The markets reacted negatively to the economic situation in Italy too. Despite the claims of the Italian Prime Minister Mario Monti that Italy won’t need a bailout to deal with the economic dept crisis, there are strong concerns about the ability of the country to handle the situation, with it facing a huge public dept of 1.9 trillion euro. The fear is that Italy could be the next domino to fall. Italy’s 10-year government bond yields have reached a high of 6.301 percent.

Cyprus is under pressure as well, as Finance Minister Vassos Shiarly admitted on Monday that the country needs a bailout urgently, in order to recapitalize its banks by June 30. On Tuesday, Moody’s rating agency downgraded two Cyprus banks due to the country’s high exposure to a possible exit of Greece from the Eurozone.

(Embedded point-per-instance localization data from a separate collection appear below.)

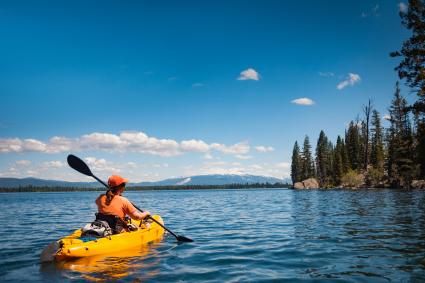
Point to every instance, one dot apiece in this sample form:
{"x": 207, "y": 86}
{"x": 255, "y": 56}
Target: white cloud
{"x": 23, "y": 163}
{"x": 138, "y": 142}
{"x": 53, "y": 164}
{"x": 402, "y": 7}
{"x": 208, "y": 156}
{"x": 239, "y": 148}
{"x": 243, "y": 157}
{"x": 351, "y": 80}
{"x": 194, "y": 145}
{"x": 326, "y": 74}
{"x": 264, "y": 148}
{"x": 303, "y": 101}
{"x": 249, "y": 74}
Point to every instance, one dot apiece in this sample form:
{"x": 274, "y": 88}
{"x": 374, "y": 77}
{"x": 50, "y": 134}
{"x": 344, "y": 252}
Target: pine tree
{"x": 412, "y": 66}
{"x": 307, "y": 161}
{"x": 322, "y": 158}
{"x": 344, "y": 155}
{"x": 366, "y": 110}
{"x": 401, "y": 166}
{"x": 377, "y": 145}
{"x": 352, "y": 141}
{"x": 412, "y": 70}
{"x": 338, "y": 163}
{"x": 296, "y": 164}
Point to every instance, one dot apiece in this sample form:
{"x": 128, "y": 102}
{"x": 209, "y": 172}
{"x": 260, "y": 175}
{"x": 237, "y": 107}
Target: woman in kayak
{"x": 113, "y": 203}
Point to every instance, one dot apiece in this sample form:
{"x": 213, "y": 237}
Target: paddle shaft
{"x": 80, "y": 166}
{"x": 157, "y": 222}
{"x": 150, "y": 217}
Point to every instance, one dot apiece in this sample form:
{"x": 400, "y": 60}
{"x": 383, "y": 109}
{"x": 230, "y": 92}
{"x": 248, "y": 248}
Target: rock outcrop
{"x": 310, "y": 183}
{"x": 418, "y": 184}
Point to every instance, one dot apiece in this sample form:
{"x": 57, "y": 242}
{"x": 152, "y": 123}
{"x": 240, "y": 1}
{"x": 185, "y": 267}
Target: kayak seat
{"x": 115, "y": 222}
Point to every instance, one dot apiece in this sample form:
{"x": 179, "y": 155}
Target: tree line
{"x": 147, "y": 188}
{"x": 369, "y": 154}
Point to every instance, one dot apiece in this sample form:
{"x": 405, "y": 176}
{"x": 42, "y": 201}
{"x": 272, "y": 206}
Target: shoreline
{"x": 30, "y": 189}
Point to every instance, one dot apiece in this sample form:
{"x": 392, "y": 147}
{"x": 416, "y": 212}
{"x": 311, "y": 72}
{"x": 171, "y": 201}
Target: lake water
{"x": 240, "y": 235}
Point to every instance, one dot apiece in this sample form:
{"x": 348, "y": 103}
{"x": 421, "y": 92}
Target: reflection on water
{"x": 240, "y": 235}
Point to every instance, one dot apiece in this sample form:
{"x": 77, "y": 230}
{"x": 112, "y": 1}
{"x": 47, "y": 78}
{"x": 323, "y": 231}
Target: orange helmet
{"x": 115, "y": 181}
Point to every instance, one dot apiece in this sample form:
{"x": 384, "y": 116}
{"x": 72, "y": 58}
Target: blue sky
{"x": 158, "y": 89}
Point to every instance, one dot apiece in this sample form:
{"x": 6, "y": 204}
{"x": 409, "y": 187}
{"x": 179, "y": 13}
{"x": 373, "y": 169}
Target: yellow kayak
{"x": 73, "y": 246}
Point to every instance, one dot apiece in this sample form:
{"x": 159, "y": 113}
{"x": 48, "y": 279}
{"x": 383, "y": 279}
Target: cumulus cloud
{"x": 194, "y": 145}
{"x": 249, "y": 74}
{"x": 138, "y": 142}
{"x": 350, "y": 81}
{"x": 53, "y": 164}
{"x": 264, "y": 148}
{"x": 243, "y": 157}
{"x": 208, "y": 156}
{"x": 23, "y": 163}
{"x": 326, "y": 74}
{"x": 303, "y": 101}
{"x": 402, "y": 7}
{"x": 239, "y": 148}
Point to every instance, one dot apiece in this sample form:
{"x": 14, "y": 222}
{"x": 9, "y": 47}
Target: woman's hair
{"x": 110, "y": 193}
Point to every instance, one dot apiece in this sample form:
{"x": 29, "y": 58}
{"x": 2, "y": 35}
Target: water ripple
{"x": 240, "y": 235}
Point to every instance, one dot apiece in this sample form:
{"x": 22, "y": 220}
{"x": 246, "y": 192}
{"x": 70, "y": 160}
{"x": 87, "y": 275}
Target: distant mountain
{"x": 16, "y": 182}
{"x": 212, "y": 180}
{"x": 193, "y": 180}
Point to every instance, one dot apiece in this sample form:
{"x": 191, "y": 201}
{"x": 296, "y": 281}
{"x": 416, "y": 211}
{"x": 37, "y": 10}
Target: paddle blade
{"x": 77, "y": 164}
{"x": 183, "y": 239}
{"x": 49, "y": 252}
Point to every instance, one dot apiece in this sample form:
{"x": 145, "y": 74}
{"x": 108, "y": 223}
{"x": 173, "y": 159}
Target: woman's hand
{"x": 146, "y": 214}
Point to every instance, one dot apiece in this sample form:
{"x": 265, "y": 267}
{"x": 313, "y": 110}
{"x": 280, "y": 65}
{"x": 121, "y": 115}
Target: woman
{"x": 114, "y": 204}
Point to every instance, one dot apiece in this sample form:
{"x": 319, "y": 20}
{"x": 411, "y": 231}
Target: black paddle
{"x": 79, "y": 165}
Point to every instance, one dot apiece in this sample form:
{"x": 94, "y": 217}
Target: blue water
{"x": 240, "y": 235}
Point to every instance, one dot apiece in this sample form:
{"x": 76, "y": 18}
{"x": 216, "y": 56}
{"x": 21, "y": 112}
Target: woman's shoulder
{"x": 121, "y": 198}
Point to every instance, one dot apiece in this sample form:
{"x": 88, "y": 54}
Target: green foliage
{"x": 307, "y": 168}
{"x": 296, "y": 165}
{"x": 339, "y": 156}
{"x": 412, "y": 66}
{"x": 352, "y": 179}
{"x": 352, "y": 139}
{"x": 377, "y": 158}
{"x": 375, "y": 177}
{"x": 401, "y": 166}
{"x": 324, "y": 160}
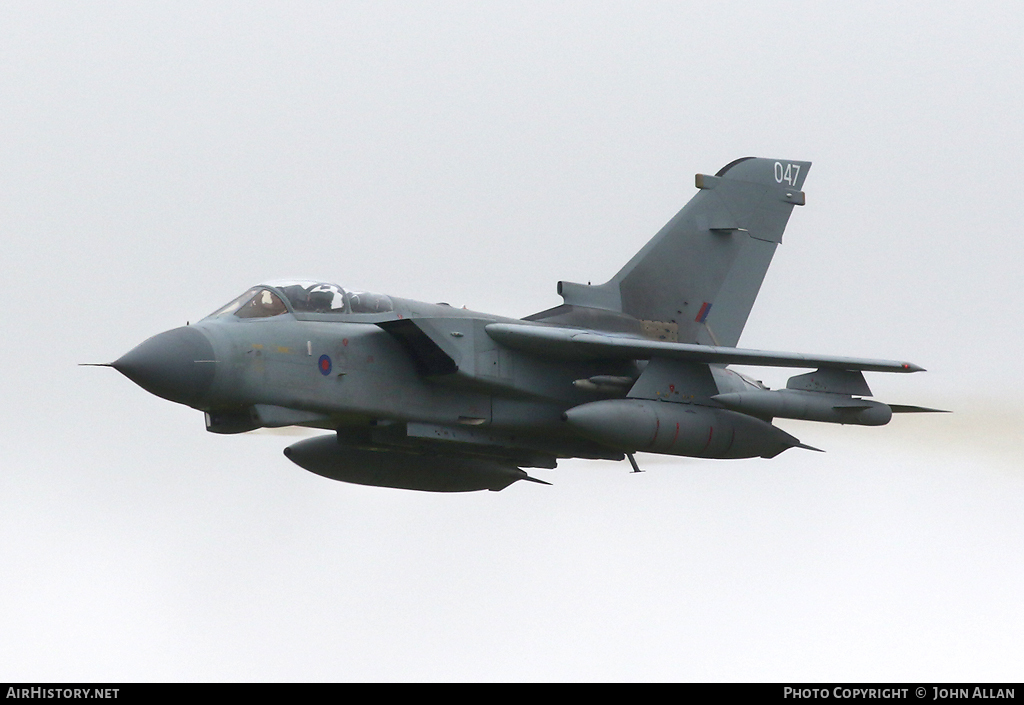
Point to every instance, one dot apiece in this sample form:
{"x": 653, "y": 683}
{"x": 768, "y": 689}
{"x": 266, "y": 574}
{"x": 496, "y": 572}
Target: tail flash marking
{"x": 702, "y": 314}
{"x": 711, "y": 432}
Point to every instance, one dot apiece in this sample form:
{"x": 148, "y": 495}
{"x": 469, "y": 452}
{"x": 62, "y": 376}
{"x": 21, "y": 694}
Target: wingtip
{"x": 808, "y": 448}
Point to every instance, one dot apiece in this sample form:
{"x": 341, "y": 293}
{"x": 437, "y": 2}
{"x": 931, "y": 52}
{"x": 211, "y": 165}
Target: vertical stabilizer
{"x": 696, "y": 280}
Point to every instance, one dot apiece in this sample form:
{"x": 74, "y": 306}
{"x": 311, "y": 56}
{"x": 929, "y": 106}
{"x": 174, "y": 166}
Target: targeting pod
{"x": 633, "y": 424}
{"x": 810, "y": 406}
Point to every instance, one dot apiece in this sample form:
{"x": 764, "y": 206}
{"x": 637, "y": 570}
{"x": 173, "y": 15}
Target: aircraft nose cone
{"x": 177, "y": 365}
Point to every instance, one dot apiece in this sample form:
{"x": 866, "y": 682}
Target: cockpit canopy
{"x": 303, "y": 297}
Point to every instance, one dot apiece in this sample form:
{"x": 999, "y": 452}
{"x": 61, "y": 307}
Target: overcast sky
{"x": 158, "y": 159}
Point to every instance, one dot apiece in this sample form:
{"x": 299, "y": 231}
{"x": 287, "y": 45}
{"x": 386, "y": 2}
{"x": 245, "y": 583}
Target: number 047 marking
{"x": 787, "y": 172}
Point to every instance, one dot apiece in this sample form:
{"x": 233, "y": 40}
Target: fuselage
{"x": 430, "y": 368}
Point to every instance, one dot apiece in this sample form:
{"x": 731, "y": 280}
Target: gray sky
{"x": 157, "y": 160}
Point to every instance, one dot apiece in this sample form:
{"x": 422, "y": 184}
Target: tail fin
{"x": 696, "y": 280}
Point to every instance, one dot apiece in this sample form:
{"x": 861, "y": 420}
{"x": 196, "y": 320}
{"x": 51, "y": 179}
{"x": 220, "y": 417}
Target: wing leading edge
{"x": 569, "y": 343}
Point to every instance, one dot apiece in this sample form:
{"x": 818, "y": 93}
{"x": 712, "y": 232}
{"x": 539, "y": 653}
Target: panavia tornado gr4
{"x": 429, "y": 397}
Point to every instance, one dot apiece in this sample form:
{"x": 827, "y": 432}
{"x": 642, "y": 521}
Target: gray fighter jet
{"x": 429, "y": 397}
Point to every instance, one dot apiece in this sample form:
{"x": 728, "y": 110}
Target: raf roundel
{"x": 325, "y": 365}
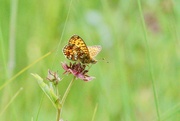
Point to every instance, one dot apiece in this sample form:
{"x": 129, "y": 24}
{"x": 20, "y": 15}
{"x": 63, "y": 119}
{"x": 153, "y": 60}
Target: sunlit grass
{"x": 123, "y": 87}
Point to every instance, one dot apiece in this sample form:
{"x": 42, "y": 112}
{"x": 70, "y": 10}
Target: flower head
{"x": 78, "y": 70}
{"x": 53, "y": 77}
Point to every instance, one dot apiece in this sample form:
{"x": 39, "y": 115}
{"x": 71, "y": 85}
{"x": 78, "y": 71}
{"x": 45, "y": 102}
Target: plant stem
{"x": 149, "y": 61}
{"x": 58, "y": 114}
{"x": 59, "y": 110}
{"x": 67, "y": 91}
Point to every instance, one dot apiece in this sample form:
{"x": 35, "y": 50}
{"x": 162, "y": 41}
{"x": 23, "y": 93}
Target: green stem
{"x": 58, "y": 114}
{"x": 67, "y": 91}
{"x": 149, "y": 60}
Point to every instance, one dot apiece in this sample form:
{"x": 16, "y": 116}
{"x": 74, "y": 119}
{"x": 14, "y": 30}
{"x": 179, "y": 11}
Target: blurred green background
{"x": 123, "y": 88}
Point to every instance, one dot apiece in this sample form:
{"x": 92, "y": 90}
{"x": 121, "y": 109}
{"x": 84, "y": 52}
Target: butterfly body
{"x": 76, "y": 50}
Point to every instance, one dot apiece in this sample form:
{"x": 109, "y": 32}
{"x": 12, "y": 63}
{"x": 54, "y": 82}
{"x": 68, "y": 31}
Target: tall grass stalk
{"x": 149, "y": 59}
{"x": 5, "y": 107}
{"x": 12, "y": 37}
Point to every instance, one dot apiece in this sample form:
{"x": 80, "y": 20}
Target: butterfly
{"x": 77, "y": 50}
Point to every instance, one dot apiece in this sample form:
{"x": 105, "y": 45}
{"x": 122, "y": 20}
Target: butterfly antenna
{"x": 103, "y": 59}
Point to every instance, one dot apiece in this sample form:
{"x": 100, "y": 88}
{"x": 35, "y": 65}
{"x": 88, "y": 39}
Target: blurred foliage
{"x": 122, "y": 88}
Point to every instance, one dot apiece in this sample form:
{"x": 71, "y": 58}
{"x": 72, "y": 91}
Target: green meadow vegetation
{"x": 139, "y": 38}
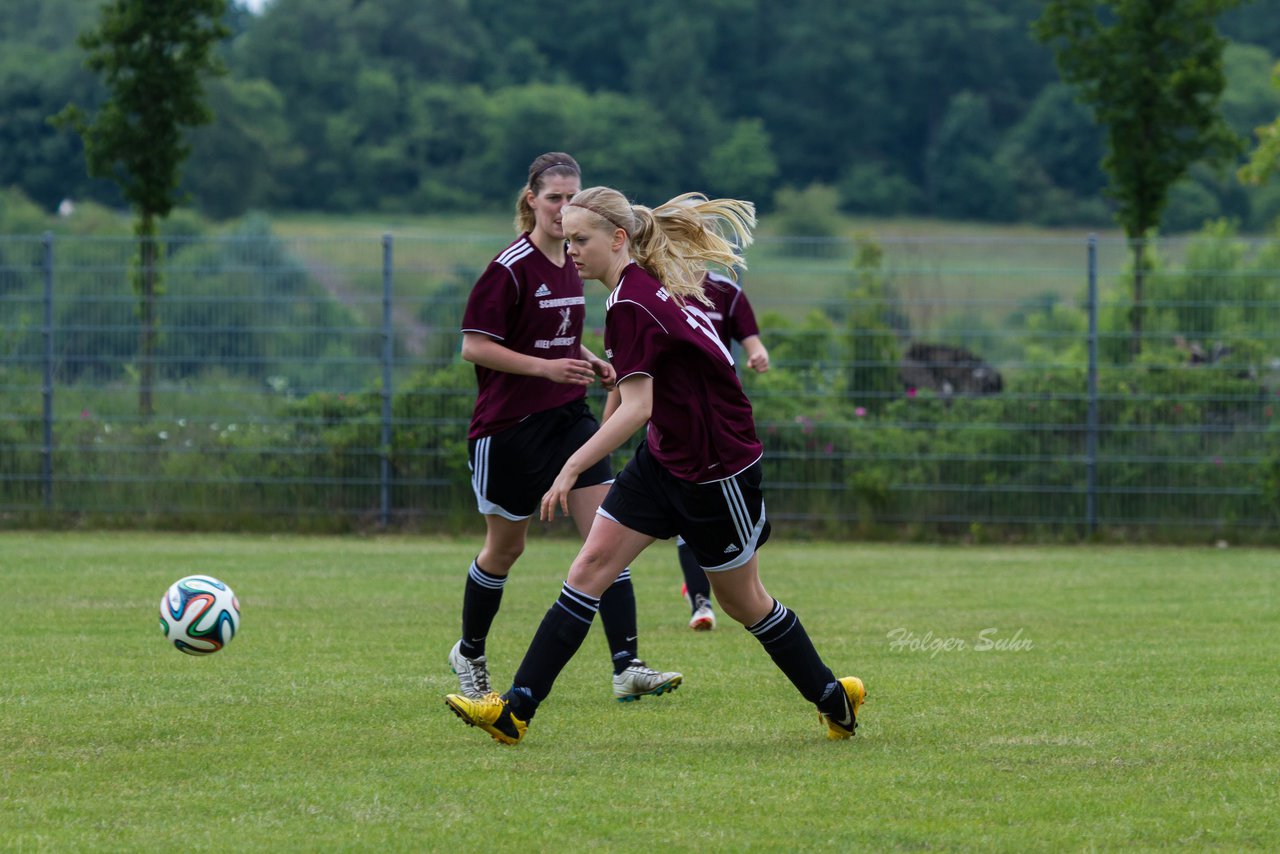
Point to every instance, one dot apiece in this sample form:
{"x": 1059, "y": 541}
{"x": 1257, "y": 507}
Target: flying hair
{"x": 677, "y": 240}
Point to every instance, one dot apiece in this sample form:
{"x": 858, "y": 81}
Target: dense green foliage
{"x": 903, "y": 108}
{"x": 273, "y": 409}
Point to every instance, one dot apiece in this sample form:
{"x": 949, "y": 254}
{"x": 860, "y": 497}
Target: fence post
{"x": 46, "y": 450}
{"x": 388, "y": 355}
{"x": 1091, "y": 505}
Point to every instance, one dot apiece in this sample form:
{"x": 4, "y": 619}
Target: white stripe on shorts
{"x": 737, "y": 508}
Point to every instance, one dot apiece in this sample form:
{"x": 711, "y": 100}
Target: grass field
{"x": 1020, "y": 699}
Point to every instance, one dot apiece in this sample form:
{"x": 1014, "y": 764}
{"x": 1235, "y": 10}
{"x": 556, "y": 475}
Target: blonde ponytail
{"x": 677, "y": 240}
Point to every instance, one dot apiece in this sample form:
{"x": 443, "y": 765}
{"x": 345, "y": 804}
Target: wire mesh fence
{"x": 918, "y": 387}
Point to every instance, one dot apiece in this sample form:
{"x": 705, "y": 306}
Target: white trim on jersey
{"x": 513, "y": 252}
{"x": 612, "y": 301}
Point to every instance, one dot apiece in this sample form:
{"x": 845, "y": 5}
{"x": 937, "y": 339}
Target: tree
{"x": 1265, "y": 160}
{"x": 151, "y": 55}
{"x": 1152, "y": 72}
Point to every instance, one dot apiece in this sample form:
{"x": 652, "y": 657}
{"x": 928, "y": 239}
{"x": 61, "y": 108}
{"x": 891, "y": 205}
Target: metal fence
{"x": 919, "y": 387}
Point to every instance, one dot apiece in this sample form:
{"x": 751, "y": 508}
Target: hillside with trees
{"x": 928, "y": 108}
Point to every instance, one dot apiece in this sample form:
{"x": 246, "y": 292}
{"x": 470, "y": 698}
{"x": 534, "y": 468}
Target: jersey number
{"x": 696, "y": 319}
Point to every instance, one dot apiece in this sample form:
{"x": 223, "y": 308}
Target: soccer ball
{"x": 199, "y": 615}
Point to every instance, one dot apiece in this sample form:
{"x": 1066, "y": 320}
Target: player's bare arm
{"x": 631, "y": 414}
{"x": 757, "y": 356}
{"x": 602, "y": 368}
{"x": 481, "y": 350}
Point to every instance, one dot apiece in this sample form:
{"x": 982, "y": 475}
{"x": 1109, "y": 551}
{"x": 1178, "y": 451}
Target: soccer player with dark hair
{"x": 522, "y": 328}
{"x": 698, "y": 471}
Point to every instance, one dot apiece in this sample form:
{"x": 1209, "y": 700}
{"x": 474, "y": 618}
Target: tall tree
{"x": 1265, "y": 160}
{"x": 152, "y": 55}
{"x": 1152, "y": 72}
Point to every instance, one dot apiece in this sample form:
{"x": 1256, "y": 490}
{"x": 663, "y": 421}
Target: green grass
{"x": 1142, "y": 716}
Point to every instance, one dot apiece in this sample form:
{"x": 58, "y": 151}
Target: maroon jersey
{"x": 534, "y": 307}
{"x": 700, "y": 428}
{"x": 730, "y": 311}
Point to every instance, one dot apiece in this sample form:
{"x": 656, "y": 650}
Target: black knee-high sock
{"x": 480, "y": 602}
{"x": 560, "y": 635}
{"x": 695, "y": 580}
{"x": 618, "y": 615}
{"x": 790, "y": 648}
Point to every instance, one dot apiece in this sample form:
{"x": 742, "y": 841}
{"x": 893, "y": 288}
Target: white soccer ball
{"x": 199, "y": 615}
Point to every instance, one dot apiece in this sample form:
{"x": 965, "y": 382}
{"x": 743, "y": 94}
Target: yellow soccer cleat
{"x": 854, "y": 694}
{"x": 492, "y": 713}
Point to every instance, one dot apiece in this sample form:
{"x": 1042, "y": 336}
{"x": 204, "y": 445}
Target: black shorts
{"x": 723, "y": 521}
{"x": 513, "y": 469}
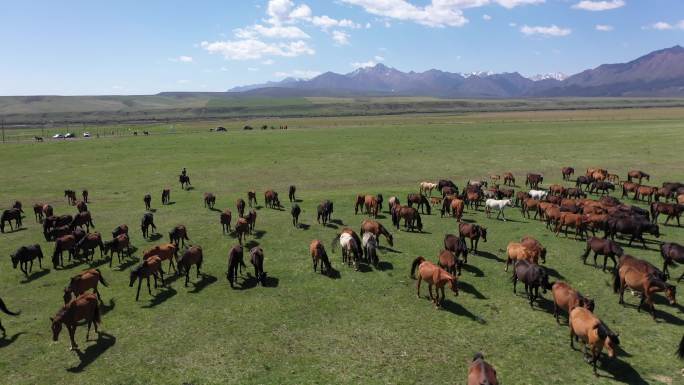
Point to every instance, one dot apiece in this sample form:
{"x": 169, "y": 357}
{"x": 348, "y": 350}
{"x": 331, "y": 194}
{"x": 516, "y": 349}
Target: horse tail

Everyone is now waiting for the upcoming Greek elections on Sunday as their outcome could have huge impact not only on the currency market but on the future of the euro and the Eurozone. For many, though by no means for all, the worst case scenario is that Greece returns to the drachma. Such a development is possible, should the anti-austerity party Syriza win the elections, rejecting the terms of Athens’ bailout. This may very well lead to Greece’s departure from the eurozone.